I'm working on a homework assignment to use Flex to create a lexer. The last requirement I have to meet is:
The definition for the identifiers should be modified so that underscores can be included, however, consecutive underscores, leading and trailing underscores should not be permitted.
The given regex is [A-Za-z][A-Za-z0-9]*
. Getting it to recognize underscores was easy, I just added it to the second grouping like [A-Za-z][A-Za-z0-9_]*
. As is, the regex does not match any strings with leading underscores.
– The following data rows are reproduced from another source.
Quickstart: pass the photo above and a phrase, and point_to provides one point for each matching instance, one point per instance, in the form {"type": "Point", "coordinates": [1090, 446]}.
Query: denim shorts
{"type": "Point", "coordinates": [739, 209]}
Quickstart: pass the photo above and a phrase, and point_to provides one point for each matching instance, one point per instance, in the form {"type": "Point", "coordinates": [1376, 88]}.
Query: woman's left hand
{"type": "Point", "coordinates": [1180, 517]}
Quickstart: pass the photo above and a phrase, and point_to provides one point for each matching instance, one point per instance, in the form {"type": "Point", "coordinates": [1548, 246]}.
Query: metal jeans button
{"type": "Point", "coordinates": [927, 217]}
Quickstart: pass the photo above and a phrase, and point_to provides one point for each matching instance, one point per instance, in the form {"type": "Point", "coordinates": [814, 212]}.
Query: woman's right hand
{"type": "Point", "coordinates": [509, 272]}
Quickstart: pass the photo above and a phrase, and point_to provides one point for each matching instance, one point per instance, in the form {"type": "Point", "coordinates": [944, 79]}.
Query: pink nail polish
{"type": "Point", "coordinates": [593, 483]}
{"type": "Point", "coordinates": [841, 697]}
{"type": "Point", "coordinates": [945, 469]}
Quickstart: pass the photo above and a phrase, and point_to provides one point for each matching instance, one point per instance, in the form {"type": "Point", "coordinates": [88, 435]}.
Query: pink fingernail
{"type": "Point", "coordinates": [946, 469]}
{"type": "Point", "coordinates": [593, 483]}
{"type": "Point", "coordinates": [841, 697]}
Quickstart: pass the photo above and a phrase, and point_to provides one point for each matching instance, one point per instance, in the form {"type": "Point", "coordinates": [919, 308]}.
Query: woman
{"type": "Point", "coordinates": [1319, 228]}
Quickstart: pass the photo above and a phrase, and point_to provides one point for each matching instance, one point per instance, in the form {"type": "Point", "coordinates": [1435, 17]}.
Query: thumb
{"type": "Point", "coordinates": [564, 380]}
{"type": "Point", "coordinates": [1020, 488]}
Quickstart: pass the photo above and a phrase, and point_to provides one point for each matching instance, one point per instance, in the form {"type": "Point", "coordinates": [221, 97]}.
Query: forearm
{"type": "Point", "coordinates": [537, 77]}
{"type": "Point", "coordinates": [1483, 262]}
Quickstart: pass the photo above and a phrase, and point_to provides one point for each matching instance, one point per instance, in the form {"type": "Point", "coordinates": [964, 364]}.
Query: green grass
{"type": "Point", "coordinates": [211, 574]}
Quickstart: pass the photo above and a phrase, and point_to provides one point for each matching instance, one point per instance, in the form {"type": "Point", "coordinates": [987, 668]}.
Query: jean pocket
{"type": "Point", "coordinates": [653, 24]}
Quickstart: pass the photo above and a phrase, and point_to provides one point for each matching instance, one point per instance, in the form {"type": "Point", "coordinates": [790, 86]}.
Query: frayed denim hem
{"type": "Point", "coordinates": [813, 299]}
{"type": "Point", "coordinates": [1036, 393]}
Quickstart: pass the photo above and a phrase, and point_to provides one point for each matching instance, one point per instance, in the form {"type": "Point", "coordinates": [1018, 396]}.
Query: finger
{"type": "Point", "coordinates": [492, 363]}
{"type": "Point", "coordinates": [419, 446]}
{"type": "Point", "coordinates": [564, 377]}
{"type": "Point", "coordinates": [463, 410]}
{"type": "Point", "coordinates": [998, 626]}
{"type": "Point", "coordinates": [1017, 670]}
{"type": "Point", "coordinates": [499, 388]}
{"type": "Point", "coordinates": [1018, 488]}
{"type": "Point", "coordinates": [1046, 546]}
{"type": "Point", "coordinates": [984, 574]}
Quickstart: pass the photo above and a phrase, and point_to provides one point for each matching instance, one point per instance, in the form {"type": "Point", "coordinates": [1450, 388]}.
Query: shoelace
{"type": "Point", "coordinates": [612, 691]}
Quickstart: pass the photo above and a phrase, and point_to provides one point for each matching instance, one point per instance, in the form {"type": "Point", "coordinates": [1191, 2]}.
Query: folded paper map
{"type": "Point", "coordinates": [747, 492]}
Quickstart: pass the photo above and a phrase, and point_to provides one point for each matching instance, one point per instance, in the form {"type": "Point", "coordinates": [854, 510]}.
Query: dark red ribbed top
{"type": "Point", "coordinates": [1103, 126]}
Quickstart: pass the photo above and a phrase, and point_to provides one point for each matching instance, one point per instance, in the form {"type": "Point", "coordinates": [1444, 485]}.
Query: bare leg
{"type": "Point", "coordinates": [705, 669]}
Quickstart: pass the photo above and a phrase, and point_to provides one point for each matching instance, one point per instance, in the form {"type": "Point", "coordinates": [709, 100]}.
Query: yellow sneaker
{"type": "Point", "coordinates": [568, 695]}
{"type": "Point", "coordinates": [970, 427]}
While doing my due diligence to make sure I wasn't posting something I didn't need to, I created this regex that seems to work [A-Za-z]([A-Za-z0-9][_]?[A-Za-z0-9])*
. This looks for a letter at the start, then a repeating pattern or alphanumeric character, possible underscore, and alphanumeric character. While this works, I don't think it is what is expected and was hoping to get some advice on any better ways
I've been testing using the following strings (provided by the instructor):
name_1
name__2
_name3
name4_
In your [A-Za-z]([A-Za-z0-9][_]?[A-Za-z0-9])*
the first [A-Za-z0-9]
can/must be omitted (consider e.g. single letter identifiers), leading to [A-Za-z]([_]?[A-Za-z0-9])*
. That seems to be exactly what was asked, and seems a good exercise to study the effects of combining optional elements under repetition in the regular expression.